In the data.table below, individuals have names given in p1. Each of these individuals have incomes given by inc_1 generated as follow:
data_gen = function(){
p_names = letters[1:10]
dataset = data.table(p1 = c(sample(p_names,10,replace=F),"y"), p2 = c(sample(p_names,10,replace=F),"z"), inc_1 = round(rnorm(11,1000,200)))
return(dataset)
}
set.seed(43210)
data_1 = data_gen()
data_1
Each individual p1 is closely related to individuals listed in p2 and I am interested in having the income of p2 listed in a new column inc_2 just rigth to inc_1. The "match" command is useful for achieving this aim
data_2 = data_1 # saved for latter use
data_1$inc_2 = data_1$inc_1[match(data_1$p2,data_1$p1,nomatch = NA)]
data_1
In data_1, we see the income inc_2 of p2="i" listed just right to inc_1 of p1="b" and so on... However, with new dimension in the dataset, the year, I am not able to generate the partner p2 income inc_2 correctly over years.
set.seed(43211)
data_3 = data_gen()
data_4 = rbind(cbind(year=rep(2015,11),data_2),cbind(year=rep(2016,11),data_3))
data_4
If we reproduce the same code as before, then 'match' misses the time dimension and does not return for 2016 and p1="g" the income inc_2 of p2="h" for the year 2016, but instead the 2015 income of "h"

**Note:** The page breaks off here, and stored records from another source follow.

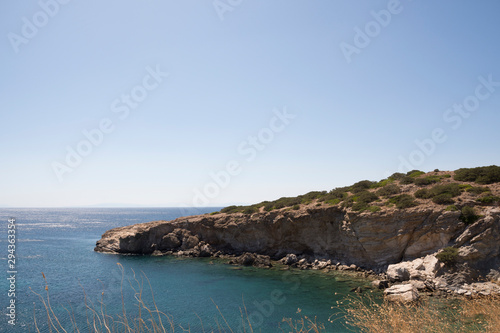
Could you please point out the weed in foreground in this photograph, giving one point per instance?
(437, 316)
(147, 317)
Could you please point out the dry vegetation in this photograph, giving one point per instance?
(451, 190)
(437, 316)
(147, 317)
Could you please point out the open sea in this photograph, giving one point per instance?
(197, 294)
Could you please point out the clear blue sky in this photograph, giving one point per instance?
(359, 101)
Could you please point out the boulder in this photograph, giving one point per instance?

data_4$inc_2 = data_4$inc_1[match(data_4$p2,data_4$p1,nomatch = NA)]
data_4
I thought that adding by=c('year') would solve the problem, but none of the line below generates inc_2 properly
data_4[ , inc_1[match(p2,p1,nomatch = NA)],by=c('year')] # close too, but v2 is not included in data_4
data_4[ , inc_2 = inc_1[match(p2,p1,nomatch = NA)],by=c('year')]
data_4$inc_2 = data_4[ , inc_1[match(p2,p1,nomatch = NA)],by=c('year')]
I would appreciate any comment on this point...